Als Schiedsrichter Felix Zwayer am Sonntagabend den Halbzeitpfiff ins weite Rund der MHP-Arena trillerte, da hatte Stuttgarts Flügelspieler Chris Führich wie zu seinen besten Zeiten gerade mit einem sehenswerten Weitschuss den 1:1-Ausgleich im Bundesliga-Duell gegen den 1. FSV Mainz 05 erzielt und sich nach schwachen letzten Monaten mit seinem ersten Saisontreffer endgültig aus der zweiten Reihe zurückgemeldet. So richtig wusste man allerdings nicht, ob man sich als VfB-Fan nun freuen darf oder nicht.

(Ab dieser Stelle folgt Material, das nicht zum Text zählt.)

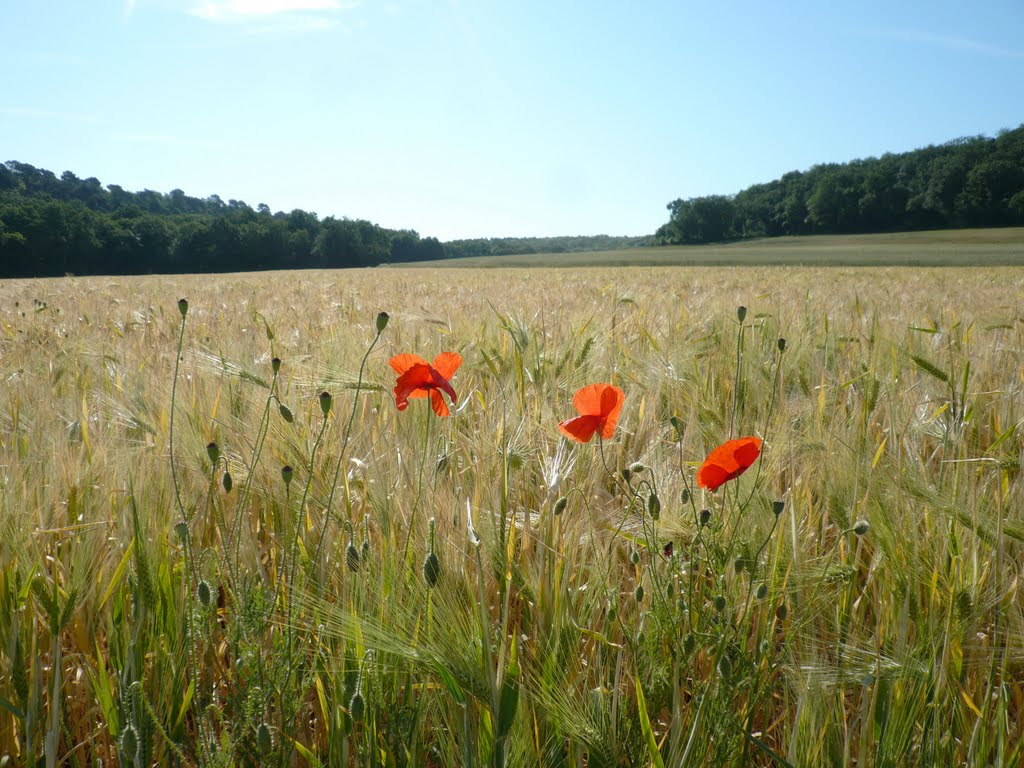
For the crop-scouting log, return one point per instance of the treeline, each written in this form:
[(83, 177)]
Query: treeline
[(521, 246), (53, 225), (975, 181)]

Schließlich war es zuvor ab der 17. Minute für fast eine halbe Stunde lang mucksmäuschenstill in Bad Cannstatt. Es war eine angsteinflößende Atmosphäre, die einen tragischen Grund hatte: Im Mainzer Fanblock hatte es einen medizinischen Notfall gegeben, es musste eine Person wiederbelebt werden.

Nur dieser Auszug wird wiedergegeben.